Het algemeen bewijsaanbod van de Postbank dient enerzijds als te vaag –nu het onvoldoende duidelijk is betrokken op voldoende geconcretiseerde stellingen– en anderzijds als niet terzake dienende - nu geen feiten zijn gesteld die, indien bewezen, tot andere oordelen aanleiding geven- te worden gepasseerd.
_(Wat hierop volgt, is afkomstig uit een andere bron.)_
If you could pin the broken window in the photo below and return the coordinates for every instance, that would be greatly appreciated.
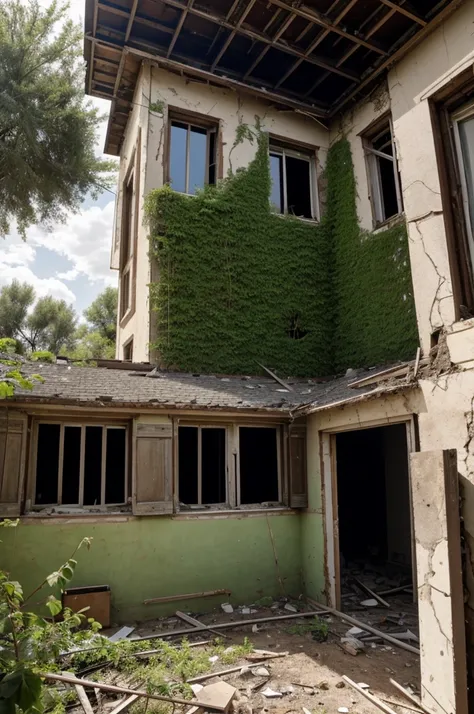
(382, 166)
(202, 465)
(293, 177)
(127, 240)
(463, 128)
(193, 152)
(80, 465)
(258, 458)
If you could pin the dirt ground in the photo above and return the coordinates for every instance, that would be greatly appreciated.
(310, 676)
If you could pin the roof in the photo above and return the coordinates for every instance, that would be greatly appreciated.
(312, 55)
(96, 386)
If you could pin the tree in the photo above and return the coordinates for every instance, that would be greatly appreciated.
(50, 325)
(47, 130)
(102, 313)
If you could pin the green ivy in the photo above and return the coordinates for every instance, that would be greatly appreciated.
(239, 284)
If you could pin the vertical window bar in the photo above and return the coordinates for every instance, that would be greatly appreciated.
(82, 464)
(285, 197)
(188, 140)
(396, 176)
(60, 464)
(103, 466)
(199, 465)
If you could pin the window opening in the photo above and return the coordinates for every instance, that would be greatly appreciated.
(383, 172)
(463, 125)
(293, 189)
(258, 454)
(202, 465)
(80, 465)
(192, 156)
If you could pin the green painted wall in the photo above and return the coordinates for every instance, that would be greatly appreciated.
(157, 556)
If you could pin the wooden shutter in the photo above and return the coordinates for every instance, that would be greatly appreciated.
(12, 463)
(152, 469)
(298, 478)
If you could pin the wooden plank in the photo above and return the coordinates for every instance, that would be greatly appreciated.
(371, 697)
(188, 596)
(70, 679)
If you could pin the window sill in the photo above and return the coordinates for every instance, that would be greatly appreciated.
(389, 223)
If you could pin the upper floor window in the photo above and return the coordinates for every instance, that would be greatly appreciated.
(382, 167)
(192, 154)
(293, 175)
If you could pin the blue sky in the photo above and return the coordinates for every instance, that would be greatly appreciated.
(72, 260)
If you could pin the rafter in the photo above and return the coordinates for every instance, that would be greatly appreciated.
(226, 44)
(316, 42)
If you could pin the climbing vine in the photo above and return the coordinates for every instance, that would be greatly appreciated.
(239, 284)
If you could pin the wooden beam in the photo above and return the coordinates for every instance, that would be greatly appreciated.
(403, 11)
(226, 44)
(180, 24)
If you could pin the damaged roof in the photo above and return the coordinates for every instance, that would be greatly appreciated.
(96, 386)
(315, 56)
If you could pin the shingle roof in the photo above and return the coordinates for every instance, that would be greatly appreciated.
(99, 386)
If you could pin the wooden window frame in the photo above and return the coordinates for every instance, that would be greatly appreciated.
(193, 119)
(283, 148)
(232, 450)
(62, 423)
(372, 157)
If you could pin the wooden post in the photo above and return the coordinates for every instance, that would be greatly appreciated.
(435, 498)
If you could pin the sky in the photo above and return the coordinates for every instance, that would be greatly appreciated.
(72, 260)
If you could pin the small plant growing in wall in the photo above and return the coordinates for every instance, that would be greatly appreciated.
(30, 643)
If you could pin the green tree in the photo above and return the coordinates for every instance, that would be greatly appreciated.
(50, 325)
(102, 313)
(47, 129)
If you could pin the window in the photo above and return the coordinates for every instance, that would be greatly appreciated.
(202, 465)
(382, 167)
(293, 176)
(463, 128)
(258, 449)
(127, 240)
(128, 351)
(80, 465)
(193, 152)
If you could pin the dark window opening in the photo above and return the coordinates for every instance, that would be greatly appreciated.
(383, 174)
(202, 465)
(258, 453)
(373, 507)
(193, 153)
(292, 180)
(47, 465)
(295, 329)
(71, 464)
(73, 470)
(92, 465)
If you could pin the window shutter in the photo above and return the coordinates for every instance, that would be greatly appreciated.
(12, 463)
(298, 478)
(152, 469)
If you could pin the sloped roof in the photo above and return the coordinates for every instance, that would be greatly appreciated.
(95, 386)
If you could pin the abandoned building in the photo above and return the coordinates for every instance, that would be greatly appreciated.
(296, 194)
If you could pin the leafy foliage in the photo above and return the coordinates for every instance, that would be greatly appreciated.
(47, 131)
(240, 285)
(30, 641)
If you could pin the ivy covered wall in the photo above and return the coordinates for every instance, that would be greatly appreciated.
(239, 284)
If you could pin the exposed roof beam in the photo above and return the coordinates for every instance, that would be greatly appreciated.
(254, 35)
(316, 42)
(398, 8)
(226, 44)
(401, 52)
(262, 54)
(180, 24)
(309, 14)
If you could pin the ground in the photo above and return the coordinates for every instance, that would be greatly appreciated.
(318, 666)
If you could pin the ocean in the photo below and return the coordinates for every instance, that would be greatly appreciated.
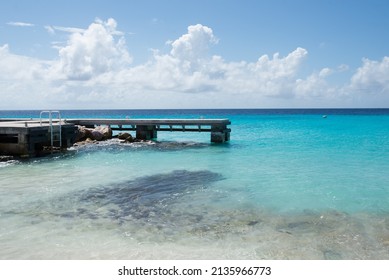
(290, 184)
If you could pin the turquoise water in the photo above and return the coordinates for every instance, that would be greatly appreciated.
(289, 185)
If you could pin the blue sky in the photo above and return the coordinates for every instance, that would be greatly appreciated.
(194, 54)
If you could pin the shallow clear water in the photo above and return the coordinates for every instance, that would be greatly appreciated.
(289, 185)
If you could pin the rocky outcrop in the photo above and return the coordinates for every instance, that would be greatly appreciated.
(126, 137)
(98, 133)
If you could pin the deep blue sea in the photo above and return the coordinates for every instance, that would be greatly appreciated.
(290, 184)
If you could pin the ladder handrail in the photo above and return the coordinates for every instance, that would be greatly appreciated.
(51, 125)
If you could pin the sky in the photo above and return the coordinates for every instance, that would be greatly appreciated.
(149, 54)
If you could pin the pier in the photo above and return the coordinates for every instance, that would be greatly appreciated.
(32, 137)
(146, 129)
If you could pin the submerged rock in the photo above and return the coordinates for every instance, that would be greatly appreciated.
(6, 158)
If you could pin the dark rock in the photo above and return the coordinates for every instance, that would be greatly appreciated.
(123, 136)
(6, 158)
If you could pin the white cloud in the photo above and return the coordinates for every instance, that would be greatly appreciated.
(20, 24)
(92, 52)
(93, 69)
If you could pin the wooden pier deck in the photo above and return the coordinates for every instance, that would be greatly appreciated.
(27, 137)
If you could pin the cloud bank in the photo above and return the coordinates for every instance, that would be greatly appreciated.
(94, 70)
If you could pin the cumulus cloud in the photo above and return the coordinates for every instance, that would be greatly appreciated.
(372, 77)
(20, 24)
(93, 51)
(94, 68)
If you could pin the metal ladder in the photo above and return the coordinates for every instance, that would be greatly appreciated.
(53, 133)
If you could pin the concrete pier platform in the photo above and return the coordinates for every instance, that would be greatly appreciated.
(28, 138)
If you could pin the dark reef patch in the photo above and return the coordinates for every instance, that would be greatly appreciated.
(145, 198)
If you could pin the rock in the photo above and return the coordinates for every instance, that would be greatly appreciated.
(127, 137)
(83, 133)
(123, 136)
(6, 158)
(130, 139)
(105, 131)
(97, 135)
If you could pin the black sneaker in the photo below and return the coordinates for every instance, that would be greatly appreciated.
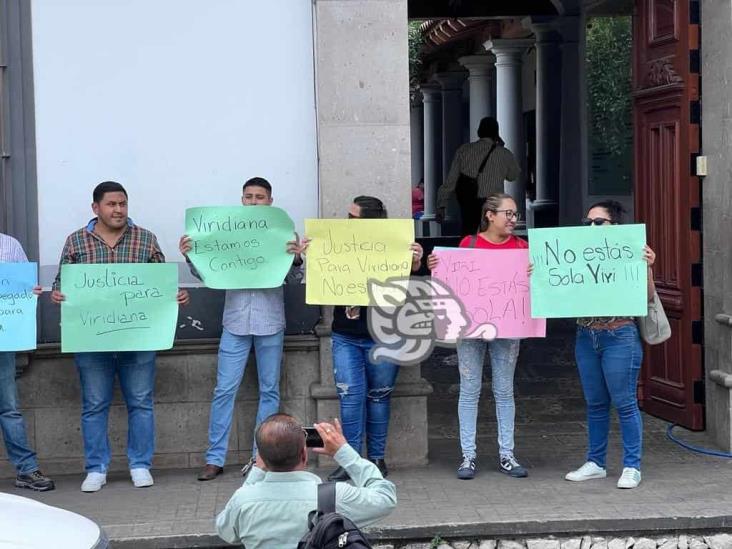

Het vonnis waarvan beroep moet worden vernietigd en de vordering van X wordt toegewezen.
6. Beslissing
Het hof:
vernietigt het bestreden vonnis;
opnieuw rechtdoende:
a.verklaart voor recht dat de Postbank aansprakelijk is voor alle schade die X geleden heeft, lijdt en nog zal lijden als gevolg van het niet uitvoeren van de opdracht van X aan de Postbank tot overboeking van een bedrag van ƒ 16.812,-- vóór 1 januari 1997;
b.veroordeelt de Postbank om aan X de ter zake de veroordeling onder a. geleden schade te vergoeden nader op te maken bij staat en te vereffenen volgens de wet, te vermeerderen met de wettelijke rente vanaf 1 januari 1997;
c.veroordeelt de Postbank om aan X te voldoen een bedrag van € 3.150,19 ter zake van buitengerechtelijke kosten;
d.veroordeelt de Postbank in de kosten van alle instanties en begroot die kosten, voor zover tot heden aan de zijde van X gevallen in eerste aanleg op € 1.066,66 (waarvan € 286,16 voor verschotten en € 780,50 voor salaris procureur) en in het principaal beroep op € 1.362,78 (waarvan € 468,78 voor verschotten en € 894,-- voor salaris procureur) en in het incidenteel appel op € 447,-- (voor salaris procureur;
verklaart de veroordeling onder c en onder d uitvoerbaar bij voorraad;
wijst het meer of anders gevorderde af.
Dit arrest is gewezen door mrs. L.C. Heuveling van Beek, W.H.F.M. Cortenraad en M.M.M. Tillema en in het openbaar uitgesproken op 19 oktober 2006 door de rolraadsheer.